Entregando por Jesús
Si alguno quiere venir en pos de mí, niéguese a sí mismo, tome su cruz y sígame. (Mateo 16:24 RVA-2015)
Pablo dijo: «Ni estimo preciosa mi vida para mí mismo, con tal que acabe mi carrera con gozo, y el ministerio que recibí del Señor Jesús, el de compartir las buenas nuevas del evangelio de la gracia de Dios». En la mente de Pablo, lo que le dio valor a su vida no era la promesa de una vida larga y cómoda, sino cumplir con la tarea que Dios le había encomendado.
Cuando Jesús dijo a Sus discípulos que si querían seguirlo tendrían que negarse a sí mismos y llevar su cruz, sospecho que los discípulos no entendieron por completo el significado de Sus palabras. Hay que recordar que ni siquiera Jesús había tomado aún Su cruz literalmente. Más tarde, cuando reflexionaron sobre lo que les había dicho, esas palabras tuvieron un impacto incluso más profundo.
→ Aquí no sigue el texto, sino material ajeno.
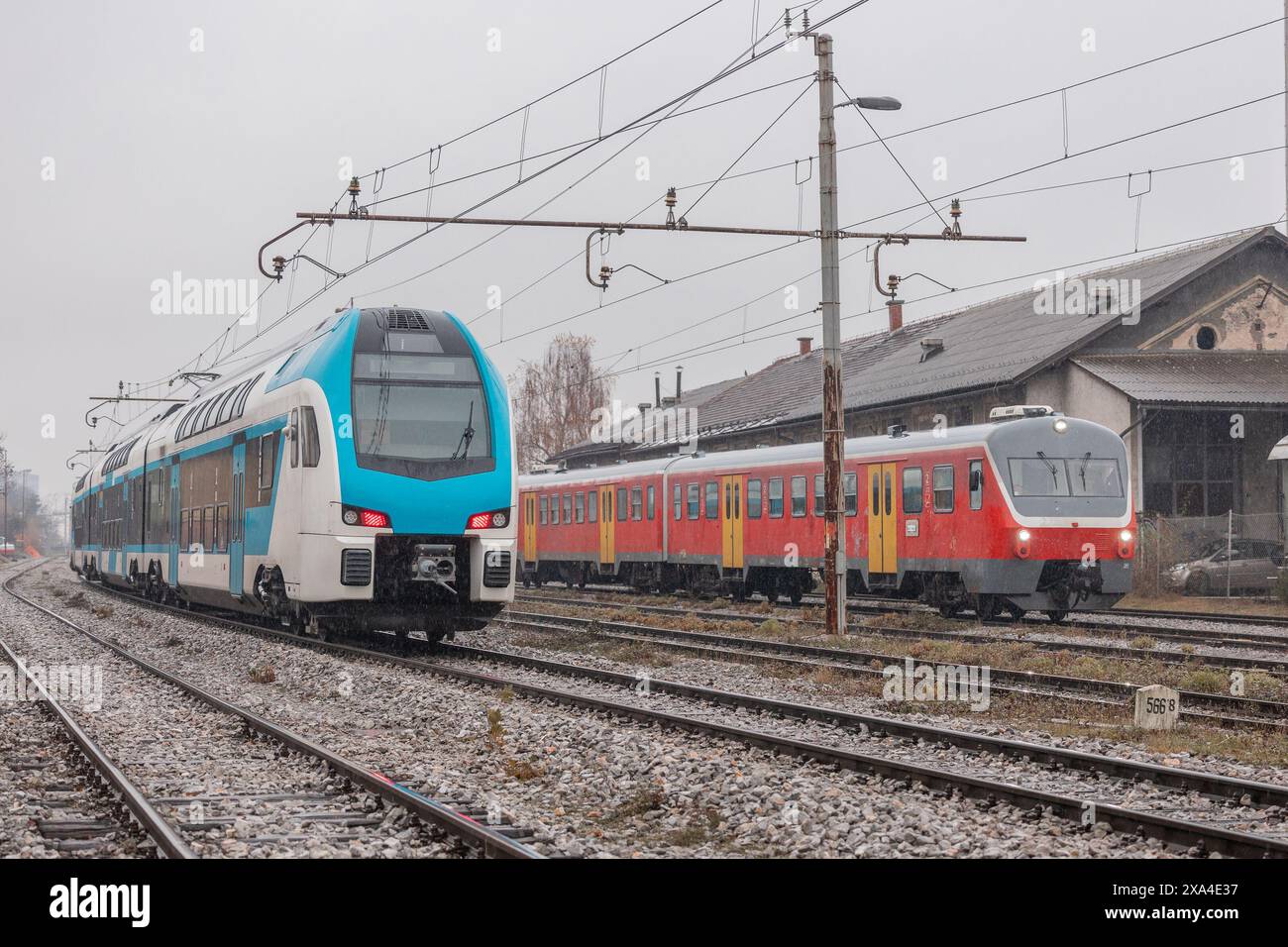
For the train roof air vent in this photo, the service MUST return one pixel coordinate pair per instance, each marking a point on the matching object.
(407, 321)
En la misma charla, Jesús siguió diciendo: «Si tratas de aferrarte a la vida, la perderás, pero si entregas tu vida por Mi causa, la salvarás». He descubierto que es importante que periódicamente me pregunte si me estoy aferrando a mi vida o si la estoy entregando por Jesús.
Esto no quiere decir que debo tratar de arriesgarme más de la cuenta o imponerme cosas dolorosas, sino más bien estar segura de que no estoy dejando de hacer lo que Dios necesita que haga, sea lo que sea. [1]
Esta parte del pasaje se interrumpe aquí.